Three painful ways in which inflation is ravaging seniors' retirement income

In times like these, Mary Johnson is willing to break the rules — at least when it comes to some of the classic axioms of investing.

She’s gone heavy into stocks even though senior citizens like herself are generally advised to keep conservative portfolios that skew heavily toward bonds.

“I don’t even hold bonds. That’s very risky,” she said. “What I am doing now is looking at very reliable dividend (paying) companies” and keeping a close eye on them.

Johnson, who lives in rural Virginia, is not content to sit back with a balanced portfolio and watch the grass grow. She’s an active investor who is proud of how her portfolio has performed.

Johnson said she is in good shape at the moment following her stock-heavy strategy, but there are millions of seniors who wouldn’t be able to say the same. Some of the traditional investments upon which seniors depend have performed poorly amid an inflation rate that hit 7.9% last month, the fastest pace in 40 years.

It’s sending a wave of worry through the ranks of seniors.

“The number one concern anyone has is the risk of outliving their assets,” said Kevin Lao, a certified financial planner for Imagine Financial Security in St. Augustine, Florida.

Inflation is ravaging some of the asset classes that are cornerstones for seniors, ones that provide the backbone of their income in retirement.

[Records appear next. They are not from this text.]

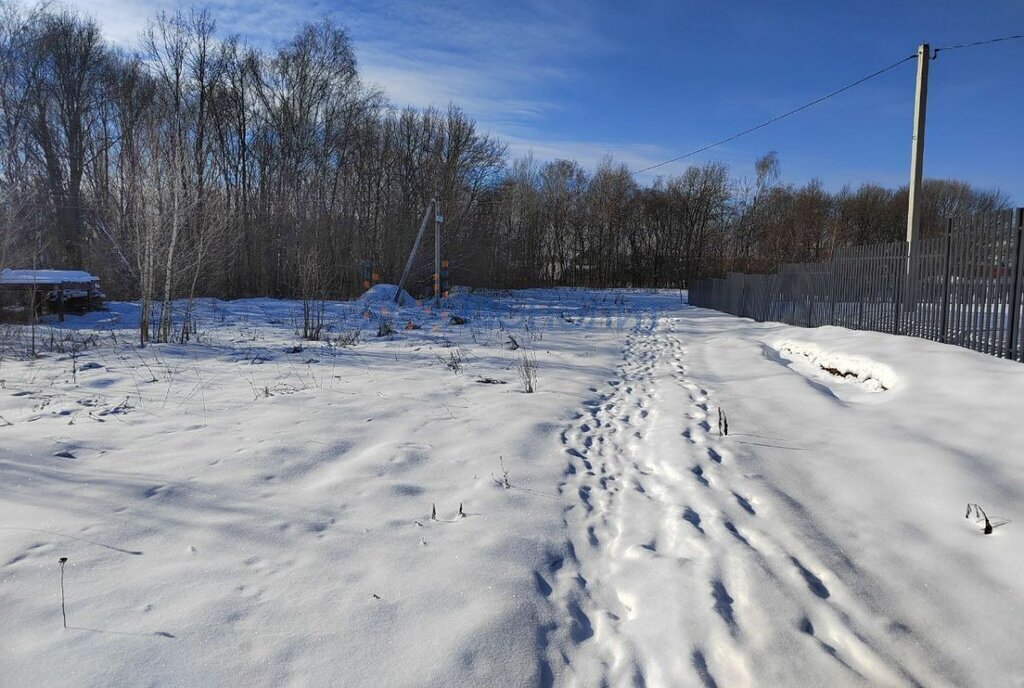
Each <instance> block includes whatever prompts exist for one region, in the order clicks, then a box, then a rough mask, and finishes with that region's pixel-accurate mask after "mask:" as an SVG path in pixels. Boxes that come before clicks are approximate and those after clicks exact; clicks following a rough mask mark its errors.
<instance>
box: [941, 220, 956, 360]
mask: <svg viewBox="0 0 1024 688" xmlns="http://www.w3.org/2000/svg"><path fill="white" fill-rule="evenodd" d="M952 246H953V219H952V218H951V217H950V218H949V219H947V220H946V245H945V249H946V250H945V257H944V258H943V259H942V313H941V322H940V326H939V341H940V342H942V343H943V344H945V343H946V339H947V338H948V334H947V333H948V330H949V283H950V281H951V279H952V275H951V274H949V270H950V268H951V265H950V264H949V262H950V254H951V253H952Z"/></svg>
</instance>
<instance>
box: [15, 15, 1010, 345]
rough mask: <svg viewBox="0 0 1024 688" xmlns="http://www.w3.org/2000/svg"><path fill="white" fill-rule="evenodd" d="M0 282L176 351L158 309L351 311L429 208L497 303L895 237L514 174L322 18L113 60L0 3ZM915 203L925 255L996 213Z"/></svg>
mask: <svg viewBox="0 0 1024 688" xmlns="http://www.w3.org/2000/svg"><path fill="white" fill-rule="evenodd" d="M0 113H2V120H0V264H2V265H5V266H8V265H16V266H33V265H37V266H41V267H42V266H46V267H83V268H86V269H89V270H91V271H92V272H94V273H96V274H99V275H100V276H101V277H102V278H103V284H104V287H105V289H106V291H108V292H109V293H111V294H113V295H117V296H122V297H129V298H135V299H140V300H141V302H142V304H143V308H146V309H152V311H151V312H152V314H153V319H154V321H155V322H157V324H159V325H158V326H157V327H158V331H157V332H155V333H145V334H144V335H143V338H145V337H153V338H157V339H163V340H166V339H168V338H170V337H172V336H173V333H171V321H170V313H169V310H168V309H167V308H165V307H163V306H165V305H166V304H168V303H169V302H170V300H171V299H177V298H187V297H190V296H194V295H205V296H219V297H225V298H230V297H241V296H255V295H271V296H301V295H310V294H315V295H321V296H331V297H345V296H349V295H351V294H353V293H355V292H357V291H358V290H359V289H360V286H361V272H362V269H364V268H362V267H361V266H362V265H364V264H365V263H366V262H367V261H368V262H369V264H370V265H371V266H372V270H373V271H374V272H377V273H379V274H380V275H381V276H382V278H384V279H390V281H394V279H396V278H397V274H398V273H399V272H400V269H401V266H402V263H403V261H404V259H406V257H407V255H408V251H409V249H410V246H411V244H412V241H413V238H414V235H415V232H416V230H417V226H418V224H419V221H420V217H421V216H422V214H423V211H424V208H425V206H426V204H427V202H428V201H429V199H431V198H433V197H435V196H436V197H437V198H438V199H440V202H441V205H442V208H443V212H444V214H445V216H446V222H445V224H444V232H445V239H444V242H445V247H446V249H445V251H446V254H447V256H449V257H450V259H451V261H452V279H453V282H455V283H456V284H463V285H470V286H487V287H497V288H512V287H527V286H547V285H577V286H624V285H632V286H639V287H645V286H657V287H668V286H681V285H683V284H685V282H686V281H687V279H689V278H692V277H696V276H706V275H715V274H721V273H723V272H725V271H728V270H748V271H749V270H769V269H771V268H772V266H774V265H775V264H777V263H779V262H784V261H806V260H817V259H823V258H826V257H828V256H829V255H830V254H831V252H833V250H834V249H835V248H836V247H837V246H839V245H845V244H864V243H872V242H881V241H892V240H897V239H899V238H901V236H902V235H903V233H904V226H905V216H906V211H905V208H906V189H905V188H895V189H893V188H886V187H883V186H879V185H876V184H871V183H864V184H863V185H861V186H860V187H858V188H844V189H842V190H840V191H838V192H829V191H828V190H826V189H825V188H824V187H823V185H822V184H821V183H819V182H817V181H811V182H810V183H807V184H805V185H803V186H794V185H792V184H786V183H784V182H783V181H782V180H781V179H782V176H781V175H780V164H779V160H778V158H777V156H775V154H771V153H770V154H767V155H766V156H764V157H762V158H761V159H760V160H758V161H757V162H756V164H753V165H752V166H751V169H750V170H730V169H727V168H726V166H724V165H722V164H719V163H714V162H710V163H701V164H697V165H694V166H693V167H690V168H689V169H687V170H686V171H685V172H683V173H682V174H680V175H678V176H669V177H665V178H659V179H658V180H657V181H656V182H654V183H653V184H651V185H643V184H642V183H638V182H637V181H636V180H635V179H634V177H633V176H632V175H631V173H630V171H629V170H628V169H627V168H626V167H625V166H624V165H622V164H617V163H615V162H614V161H611V160H607V161H606V162H605V163H603V164H602V165H600V166H599V167H598V168H597V169H596V170H587V169H584V168H583V167H582V166H581V165H580V164H579V163H577V162H573V161H567V160H557V161H553V162H539V161H534V160H530V159H519V160H512V159H511V158H510V156H509V154H508V150H507V148H506V146H505V144H504V143H503V142H502V141H501V140H499V139H498V138H496V137H493V136H490V135H488V134H487V133H484V132H482V131H480V130H479V128H478V127H477V126H476V125H475V123H474V122H473V120H472V119H471V118H470V117H469V116H468V115H467V114H466V113H464V112H463V111H461V110H460V109H459V107H458V106H457V105H456V104H452V105H450V106H449V107H447V109H446V110H443V111H440V110H433V109H428V110H414V109H396V107H394V106H392V105H391V103H390V102H389V101H388V97H387V94H386V93H383V92H380V91H378V90H375V89H374V88H371V87H369V86H368V85H367V84H365V83H362V82H361V81H360V79H359V73H358V67H357V65H356V60H355V57H354V46H353V45H352V42H351V41H350V38H349V36H348V34H347V33H346V31H345V29H344V28H343V27H341V26H339V25H336V24H334V23H332V22H331V20H328V19H324V20H322V22H318V23H315V24H311V25H308V26H305V27H303V28H302V29H301V30H300V31H299V32H298V33H297V34H296V35H295V36H294V38H292V39H291V40H290V41H288V42H286V43H283V44H281V45H280V46H279V47H276V48H275V49H265V48H261V47H254V46H252V45H248V44H247V43H246V41H245V40H244V39H243V38H240V37H234V36H231V35H230V33H229V31H224V30H221V29H220V28H218V27H217V25H216V23H215V17H213V16H211V15H210V14H209V13H207V12H205V11H200V10H194V11H186V12H182V13H177V14H173V15H159V16H156V17H154V18H153V22H152V23H151V25H150V28H148V29H147V31H146V32H144V34H143V35H141V36H139V38H138V41H137V44H136V46H135V47H134V48H133V49H128V48H124V47H117V46H113V45H111V44H110V43H109V42H108V41H105V40H104V38H103V33H102V28H101V27H100V26H97V25H96V24H95V23H93V22H91V20H90V19H88V18H87V17H83V16H80V15H78V14H76V13H75V12H74V11H72V10H67V9H59V8H56V9H54V8H53V7H49V6H47V7H43V6H30V5H26V4H17V3H11V2H0ZM925 197H926V204H927V208H926V213H925V219H924V234H925V236H928V235H933V234H935V233H936V232H939V231H941V230H942V228H943V227H944V218H945V217H947V216H949V215H952V214H957V213H965V212H972V211H980V210H991V209H996V208H1001V207H1005V206H1007V205H1008V200H1007V199H1006V197H1005V196H1002V195H1001V193H999V192H998V191H995V190H987V189H977V188H973V187H972V186H971V185H969V184H967V183H964V182H959V181H952V180H931V181H929V182H927V185H926V193H925ZM427 271H428V268H427V267H426V266H425V265H424V266H423V269H422V270H421V271H420V272H421V276H423V275H425V273H426V272H427ZM146 320H147V318H143V321H146Z"/></svg>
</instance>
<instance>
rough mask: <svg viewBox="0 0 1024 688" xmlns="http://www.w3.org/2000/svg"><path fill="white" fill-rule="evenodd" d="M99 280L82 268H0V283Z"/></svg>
mask: <svg viewBox="0 0 1024 688" xmlns="http://www.w3.org/2000/svg"><path fill="white" fill-rule="evenodd" d="M86 282H99V277H97V276H95V275H92V274H89V273H88V272H83V271H82V270H33V269H25V270H15V269H12V268H6V269H4V270H0V285H59V284H67V283H76V284H81V283H86Z"/></svg>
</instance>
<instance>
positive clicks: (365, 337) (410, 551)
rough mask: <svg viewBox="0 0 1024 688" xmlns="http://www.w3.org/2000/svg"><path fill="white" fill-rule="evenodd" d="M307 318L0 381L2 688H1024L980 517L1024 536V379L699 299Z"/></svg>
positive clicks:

A look at three troubled ones:

Bonds have fallen behind

Major bond funds, known for relatively mild price swings, have been taking a beating.

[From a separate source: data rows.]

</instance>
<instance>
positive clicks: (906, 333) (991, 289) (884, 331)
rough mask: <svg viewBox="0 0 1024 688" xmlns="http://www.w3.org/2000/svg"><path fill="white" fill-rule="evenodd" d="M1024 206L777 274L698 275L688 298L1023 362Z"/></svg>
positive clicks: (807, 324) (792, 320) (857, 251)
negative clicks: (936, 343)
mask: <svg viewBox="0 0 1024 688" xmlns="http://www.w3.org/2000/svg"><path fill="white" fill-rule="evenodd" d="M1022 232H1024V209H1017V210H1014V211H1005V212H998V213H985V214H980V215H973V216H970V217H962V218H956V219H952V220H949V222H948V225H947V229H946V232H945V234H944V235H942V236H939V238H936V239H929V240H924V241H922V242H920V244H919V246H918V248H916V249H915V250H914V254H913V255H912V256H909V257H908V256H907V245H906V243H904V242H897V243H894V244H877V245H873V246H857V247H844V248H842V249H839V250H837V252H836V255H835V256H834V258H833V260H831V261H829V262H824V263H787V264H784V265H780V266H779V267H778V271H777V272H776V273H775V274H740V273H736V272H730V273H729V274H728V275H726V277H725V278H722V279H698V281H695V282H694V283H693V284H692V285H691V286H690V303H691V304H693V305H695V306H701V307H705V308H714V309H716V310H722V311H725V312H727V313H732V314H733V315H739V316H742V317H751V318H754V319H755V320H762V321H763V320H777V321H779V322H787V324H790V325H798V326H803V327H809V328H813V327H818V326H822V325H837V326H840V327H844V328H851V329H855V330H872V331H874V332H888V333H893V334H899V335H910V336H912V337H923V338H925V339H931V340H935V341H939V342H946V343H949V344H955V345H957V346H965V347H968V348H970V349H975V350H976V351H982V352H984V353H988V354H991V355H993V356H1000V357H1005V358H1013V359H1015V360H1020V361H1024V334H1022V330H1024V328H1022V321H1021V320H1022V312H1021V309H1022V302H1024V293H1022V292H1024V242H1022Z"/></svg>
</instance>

Big funds like the iShares Core U.S. Aggregate Bond ETF and Vanguard Total Bond Market ETF, which encompass the entire bond market, are down 5.8% so far this year.

The pain is palpable.

For generations, investors have been urged to maintain a balance between stocks and bonds in a portfolio following a rule of thumb: The older you get, the higher percentage of bonds you should hold.

The idea is that by holding more bonds, seniors can ride out wild stock market swings. Younger investors have many years to recover from losses. Seniors, not so.

The formula says to subtract your age from 100 to yield the percentage of stocks you should hold. A 30-year-old, thus, should have 70% of a portfolio in stocks. An 80-year-old, only 20%. The rest would go to safer investments with milder price swings, like bonds.

Lao said he has looked to shorter-duration bonds for his clients that haven't been hit as hard as those with longer average durations.

Investors can also consider buying Treasury Inflation-Protected Securities, or TIPS, or use strategies like "laddering" their bond purchases to try to minimize the swings.